E Benitez cosa potrebbe fare per questo?
“Potrebbe essere un perfetto ambasciatore, in questo senso. Benitez capisce la pena delle famiglie dei tifosi del Liverpool, la loro lunga battaglia per avere giustizia per le vittime, la terribile e lunga campagna di odio dei giornali. Potrebbe avere una grande influenza nel rapporto tra club e tifosi per fare di Napoli e dei suoi tifosi una vera comunità. La posizione dello stadio, proprio al centro della città, potrebbe essere un fattore positivo in questo senso, diventare un vero centro di aggregazione sociale proprio come gli stadi in Inghilterra o in Spagna, ad esempio.
In questi ultimi venti anni il calcio è diventato un industria, non è tardi per poter sperare in un cambio così radicale?

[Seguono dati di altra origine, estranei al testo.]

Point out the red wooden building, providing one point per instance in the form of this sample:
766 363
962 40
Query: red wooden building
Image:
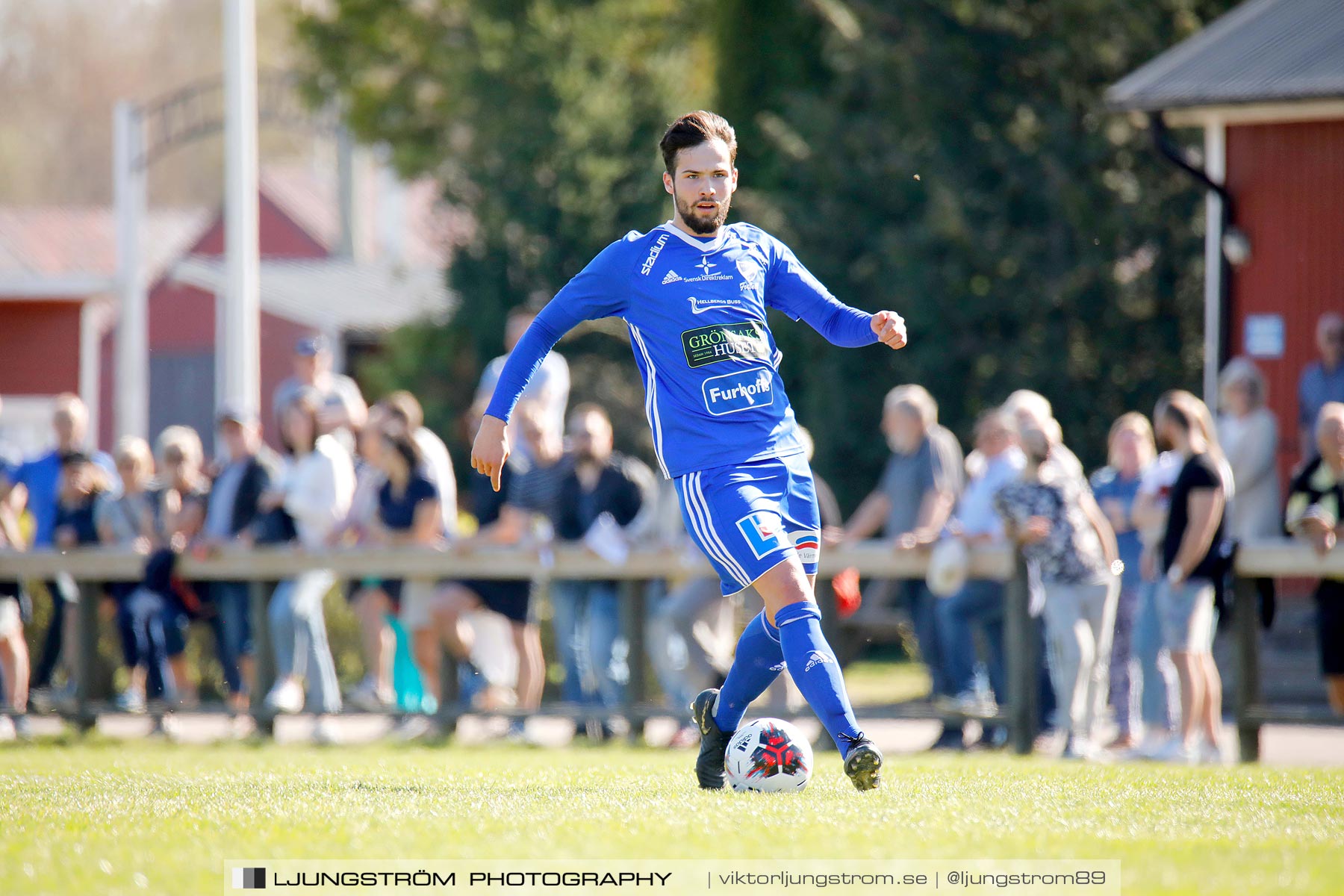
1266 85
58 300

“Il calcio è nulla senza la partecipazione della comunità: la squadra appartiene alla gente e alla comunità, non il contrario. Certo il football è stato commercializzato specialmente negli ultimi venti anni, tra sponsor, brand, diritti televisivi, la pressione della società economica. La comunità è stata messa ai margini. Ma uno stadio senza pubblico è nulla, e così il calcio senza tifosi. Certo i fan restano l’ultima ruota del carro, ma senza di loro con lo stadio vuoto non c’è la stessa atmosfera, lo stesso divertimento, e infine lo stesso business, questo dovrebbe spingere le società a fare comunità“.
Cosa le suggeriscono gli ultimi eventi del calcio italiano, tra violenze e razzismo?
“Dal punto di vista di un appassionato inglese non sembra che in Italia i club si stiano prendendo cura delle tifoserie nel mondo giusto né che facciano nulla per isolare le vostre “minoranze vocianti”. E così, non facendo nulla o facendo poco, lanciano messaggi sbagliati, sembrano tollerare e in qualche modo appoggiare i violenti e i razzisti. Al tempo stesso non sembra che in Italia le associazioni federali del calcio facciano abbastanza, o quanto è in loro potere, per punire i club per quanto dovrebbero. Per questo la situazione va avanti in questo modo. Bisogna agire contro le minoranze violenze per tutelare la maggioranza dei tifosi onesti, bisogna saper fermare chi usa i cori razzisti e violenti, anche solo isolandoli, solo così si può rendere di nuovo il calcio sicuro. E gli stadi luoghi in cui esprimere la passione liberamente, perché l’antagonismo tra squadre è sano, la rivalità tra città non si può cambiare, ma bisogna puntare sulla parte sana e positiva dell’antagonismo tra città e team“.